Trustee / CEO, Spark21

Black history month

Black history month


Dana Denis-Smith highlights the pioneering black women lawyers who have made it to the top

I’m sorry, little black girls from Balham don’t become judges”, as Sandie Okoro – now senior vice president and general counsel at the World Bank Group – was told by her teacher when she was eight years old.

Sandie’s experience was not unusual, as we found out when we interviewed some of the country’s pioneering black women lawyers for the First 100 Years project.

Baroness Scotland recalls the shock of teachers at Walthamstow School for Girls when she expressed her ambition to become a lawyer.

“There was a pecking order I was told at that stage – white male, black male, white female, and at the bottom of the pile, black female”, as she explained.

The school saw no realistic prospect of success and, Baroness Scotland recalls, it was suggested that “since I worked at Sainsbury’s at the weekend, had I thought of a long-term career there? If I worked extremely hard and applied myself I might, in time, become a supervisor”.

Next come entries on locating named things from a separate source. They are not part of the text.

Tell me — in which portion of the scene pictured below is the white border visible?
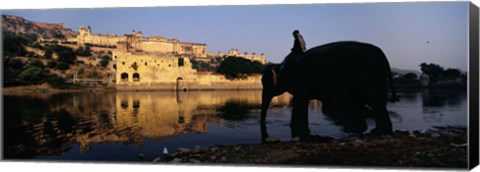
[0,0,480,172]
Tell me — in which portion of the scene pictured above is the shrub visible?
[78,68,85,75]
[75,46,92,56]
[217,56,264,79]
[88,71,101,78]
[47,60,57,69]
[57,62,70,70]
[5,59,24,69]
[30,60,45,69]
[47,76,68,89]
[18,66,47,84]
[58,51,76,64]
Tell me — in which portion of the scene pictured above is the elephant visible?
[260,36,398,138]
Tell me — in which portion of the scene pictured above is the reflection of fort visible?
[5,91,290,158]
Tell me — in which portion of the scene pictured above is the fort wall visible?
[113,51,262,90]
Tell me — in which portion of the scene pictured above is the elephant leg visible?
[344,108,368,133]
[290,96,310,138]
[371,105,393,135]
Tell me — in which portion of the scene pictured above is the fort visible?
[68,27,266,90]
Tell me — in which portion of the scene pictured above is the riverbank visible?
[2,83,115,95]
[153,127,468,169]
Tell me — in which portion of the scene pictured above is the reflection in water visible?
[3,90,466,161]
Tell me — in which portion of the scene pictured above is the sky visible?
[1,2,468,71]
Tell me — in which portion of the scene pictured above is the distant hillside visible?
[2,15,76,39]
[392,67,422,76]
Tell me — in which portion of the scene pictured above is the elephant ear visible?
[262,64,278,88]
[271,66,277,87]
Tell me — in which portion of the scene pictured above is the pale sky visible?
[1,2,468,71]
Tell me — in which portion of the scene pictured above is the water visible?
[3,90,467,162]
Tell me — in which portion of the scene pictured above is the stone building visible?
[72,26,207,57]
[113,51,196,90]
[69,27,266,90]
[216,49,267,64]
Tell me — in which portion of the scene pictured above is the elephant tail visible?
[385,57,400,102]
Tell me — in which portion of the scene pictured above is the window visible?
[132,73,140,82]
[178,58,185,67]
[120,73,128,82]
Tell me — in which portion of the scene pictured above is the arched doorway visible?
[176,77,187,91]
[120,72,128,82]
[132,73,140,82]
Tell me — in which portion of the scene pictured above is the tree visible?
[402,73,418,81]
[443,68,462,80]
[57,62,70,70]
[75,46,92,56]
[57,51,77,64]
[420,63,444,83]
[217,56,264,79]
[18,66,47,84]
[3,32,28,57]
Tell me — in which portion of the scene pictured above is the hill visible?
[391,67,422,76]
[2,15,76,39]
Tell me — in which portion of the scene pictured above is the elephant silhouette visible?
[260,30,398,139]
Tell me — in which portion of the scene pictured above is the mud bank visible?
[153,127,468,169]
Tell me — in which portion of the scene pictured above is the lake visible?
[3,89,468,162]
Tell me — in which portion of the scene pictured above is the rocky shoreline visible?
[152,127,468,169]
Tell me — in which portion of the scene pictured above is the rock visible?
[190,159,202,164]
[193,145,203,153]
[178,148,192,153]
[265,137,280,143]
[430,133,440,138]
[163,147,168,155]
[408,131,417,138]
[450,143,468,148]
[351,139,365,146]
[152,157,162,163]
[172,158,182,163]
[208,155,217,161]
[292,137,300,142]
[138,153,145,159]
[210,147,220,152]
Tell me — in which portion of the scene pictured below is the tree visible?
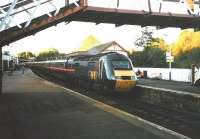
[130,47,167,68]
[135,27,158,49]
[36,48,59,60]
[17,52,35,59]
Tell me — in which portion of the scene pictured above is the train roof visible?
[73,52,127,61]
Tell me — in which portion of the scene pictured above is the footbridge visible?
[0,0,200,47]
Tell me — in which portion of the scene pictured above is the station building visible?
[66,41,129,57]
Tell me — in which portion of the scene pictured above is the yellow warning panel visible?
[114,70,135,76]
[115,80,136,91]
[88,71,97,80]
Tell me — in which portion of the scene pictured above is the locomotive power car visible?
[28,52,137,91]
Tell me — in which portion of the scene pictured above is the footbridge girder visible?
[0,0,200,47]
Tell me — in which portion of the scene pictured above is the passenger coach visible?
[29,52,137,91]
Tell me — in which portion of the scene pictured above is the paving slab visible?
[138,79,200,94]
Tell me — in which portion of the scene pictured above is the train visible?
[27,52,138,92]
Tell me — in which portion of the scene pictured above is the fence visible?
[134,67,192,82]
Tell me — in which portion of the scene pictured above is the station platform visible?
[138,78,200,94]
[0,69,186,139]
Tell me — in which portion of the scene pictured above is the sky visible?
[0,0,194,55]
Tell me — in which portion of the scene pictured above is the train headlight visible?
[131,76,137,80]
[115,76,122,80]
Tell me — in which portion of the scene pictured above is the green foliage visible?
[135,27,158,48]
[130,47,167,68]
[17,52,35,59]
[36,48,59,61]
[174,48,200,68]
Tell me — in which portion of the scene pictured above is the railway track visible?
[36,70,200,139]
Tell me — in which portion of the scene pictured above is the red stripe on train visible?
[49,67,75,73]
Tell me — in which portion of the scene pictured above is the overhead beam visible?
[0,0,34,14]
[0,1,85,47]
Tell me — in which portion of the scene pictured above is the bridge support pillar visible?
[0,47,3,95]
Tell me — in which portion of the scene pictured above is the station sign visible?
[166,56,174,62]
[166,52,174,62]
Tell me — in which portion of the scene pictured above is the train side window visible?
[88,62,96,70]
[73,63,80,68]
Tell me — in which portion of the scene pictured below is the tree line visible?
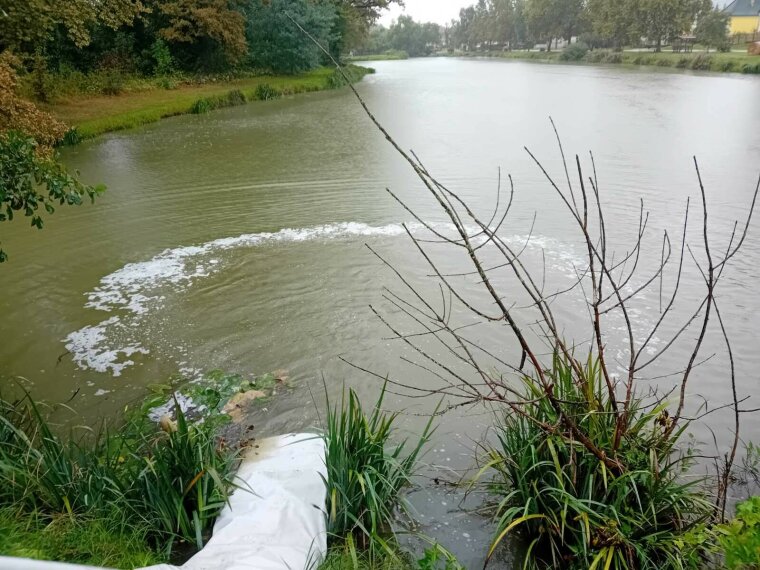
[0,0,398,74]
[363,0,729,56]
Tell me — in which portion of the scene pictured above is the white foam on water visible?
[64,317,148,376]
[64,222,654,376]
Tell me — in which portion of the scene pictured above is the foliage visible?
[158,0,247,69]
[387,16,441,57]
[0,0,146,52]
[0,131,105,263]
[246,0,336,74]
[0,508,166,569]
[0,388,240,556]
[525,0,585,49]
[0,53,67,149]
[718,497,760,570]
[483,356,713,570]
[694,8,731,51]
[323,387,432,550]
[150,38,175,75]
[559,42,588,61]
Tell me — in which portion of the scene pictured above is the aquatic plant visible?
[481,354,714,570]
[323,387,433,551]
[306,36,760,569]
[0,388,236,556]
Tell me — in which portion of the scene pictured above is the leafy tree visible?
[0,0,147,51]
[694,8,731,52]
[638,0,712,51]
[0,131,105,263]
[588,0,639,49]
[0,52,68,150]
[388,16,441,57]
[247,0,336,73]
[525,0,585,50]
[157,0,248,69]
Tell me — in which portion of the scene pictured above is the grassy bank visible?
[447,50,760,74]
[347,49,409,62]
[44,66,372,144]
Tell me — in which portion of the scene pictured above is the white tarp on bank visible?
[0,434,327,570]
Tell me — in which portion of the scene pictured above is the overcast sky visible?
[380,0,474,26]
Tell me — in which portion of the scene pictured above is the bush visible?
[719,497,760,570]
[323,387,432,549]
[100,69,124,95]
[0,131,105,263]
[690,53,713,71]
[227,89,245,107]
[559,42,589,61]
[486,357,713,570]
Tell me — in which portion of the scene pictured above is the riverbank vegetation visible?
[356,0,760,73]
[326,55,760,570]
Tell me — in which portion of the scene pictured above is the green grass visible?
[0,386,236,561]
[484,356,714,570]
[453,50,760,74]
[0,508,167,569]
[323,387,432,552]
[43,66,372,144]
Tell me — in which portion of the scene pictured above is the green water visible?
[0,55,760,564]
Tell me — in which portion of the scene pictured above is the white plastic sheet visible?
[145,434,327,570]
[0,434,327,570]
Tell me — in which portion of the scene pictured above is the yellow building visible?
[726,0,760,34]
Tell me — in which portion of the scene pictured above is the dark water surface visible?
[0,59,760,565]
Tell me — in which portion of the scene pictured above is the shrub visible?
[0,53,68,149]
[150,38,175,75]
[100,69,124,95]
[0,131,105,263]
[190,97,216,115]
[719,497,760,570]
[559,42,588,61]
[690,53,713,71]
[487,357,713,570]
[227,89,245,107]
[323,387,432,548]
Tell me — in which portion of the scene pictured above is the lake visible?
[0,58,760,566]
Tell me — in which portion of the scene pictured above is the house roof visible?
[726,0,760,16]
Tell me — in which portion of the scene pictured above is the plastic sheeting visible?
[0,434,327,570]
[146,434,327,570]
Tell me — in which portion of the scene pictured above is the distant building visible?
[726,0,760,34]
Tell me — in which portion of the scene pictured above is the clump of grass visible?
[484,357,714,570]
[0,388,236,557]
[718,497,760,570]
[323,387,432,550]
[255,83,281,101]
[133,394,236,551]
[0,509,167,570]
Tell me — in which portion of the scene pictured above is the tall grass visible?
[483,357,713,570]
[324,387,433,551]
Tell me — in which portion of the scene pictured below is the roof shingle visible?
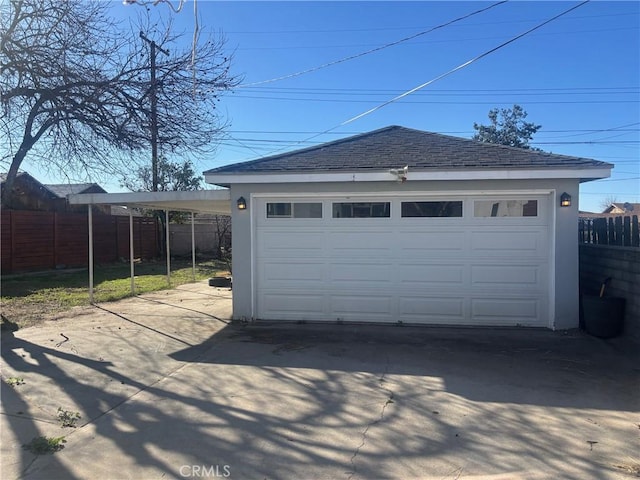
[205,126,611,175]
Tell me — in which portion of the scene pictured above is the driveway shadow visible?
[2,312,638,480]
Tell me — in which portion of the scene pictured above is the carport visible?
[68,190,231,303]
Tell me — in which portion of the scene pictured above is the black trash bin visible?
[582,295,625,338]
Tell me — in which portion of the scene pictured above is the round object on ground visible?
[209,277,231,288]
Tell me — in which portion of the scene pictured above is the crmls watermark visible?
[180,465,231,478]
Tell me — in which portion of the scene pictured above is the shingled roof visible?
[204,126,612,175]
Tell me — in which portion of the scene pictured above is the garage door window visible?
[473,200,538,217]
[333,202,391,218]
[402,201,462,217]
[267,202,322,218]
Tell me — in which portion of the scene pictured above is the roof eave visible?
[205,166,611,186]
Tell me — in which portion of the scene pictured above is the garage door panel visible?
[398,296,464,321]
[397,263,465,288]
[259,260,325,284]
[259,292,325,320]
[255,196,551,326]
[471,230,546,257]
[326,229,394,257]
[258,230,325,258]
[471,297,540,323]
[471,265,542,288]
[329,259,393,288]
[394,232,465,253]
[329,294,393,321]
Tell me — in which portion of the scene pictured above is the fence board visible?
[0,210,158,273]
[578,215,640,247]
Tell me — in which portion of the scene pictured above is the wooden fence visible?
[578,215,640,247]
[0,210,159,274]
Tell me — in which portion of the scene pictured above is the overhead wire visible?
[249,0,591,161]
[238,0,509,88]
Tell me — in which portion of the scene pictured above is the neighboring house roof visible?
[45,183,107,198]
[204,126,612,175]
[602,202,640,215]
[0,172,58,199]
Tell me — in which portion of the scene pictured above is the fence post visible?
[614,217,622,245]
[622,217,631,247]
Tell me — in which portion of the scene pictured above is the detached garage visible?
[205,126,612,329]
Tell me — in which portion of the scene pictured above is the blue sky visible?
[31,0,640,211]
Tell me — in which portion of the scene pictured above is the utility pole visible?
[140,32,169,192]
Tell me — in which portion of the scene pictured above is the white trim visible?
[252,188,554,199]
[249,193,258,321]
[549,189,560,330]
[205,167,611,185]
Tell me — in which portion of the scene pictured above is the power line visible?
[228,95,640,105]
[239,0,508,87]
[238,87,640,97]
[340,0,590,126]
[237,26,640,51]
[221,13,629,35]
[241,0,590,161]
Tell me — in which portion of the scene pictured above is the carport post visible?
[129,211,136,296]
[87,204,93,304]
[191,212,196,282]
[164,210,171,286]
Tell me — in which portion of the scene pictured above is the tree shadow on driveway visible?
[2,308,640,479]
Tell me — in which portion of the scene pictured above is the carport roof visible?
[67,190,231,215]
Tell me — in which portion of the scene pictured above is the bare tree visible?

These discriminatory views didn’t stop either woman; and both went on to study law.

Sandie eventually became general counsel at Barings Asset Management, then head of legal at Schroders before joining the World Bank Group.

She recounts being horrified when a recruitment consultant suggested she used her married, English-sounding name instead of Okoro, to make it easier for her to get a job.

She explains that the experience of “being black and female in a white male dominated environment probably wasn’t that easy” but that she deliberately chose to ignore this and get on with it.

Baroness Scotland became the first black woman QC in 1991 and later, the first black woman to be appointed a deputy high court judge.

She was appointed to the House of Lords as a Labour peer in 1997, becoming the first woman and first black person to take up the position of attorney general in 2007.

Dame Linda Dobbs also broke new boundaries when, in October 2004, she became the first non-white high court judge in the UK after practising in criminal law at 5 Kings Bench Walk.

Despite high profile appointments and efforts in the 2000s to increase transparency in the appointment of judges and QCs, black women remain a minority in the higher ranks of the profession.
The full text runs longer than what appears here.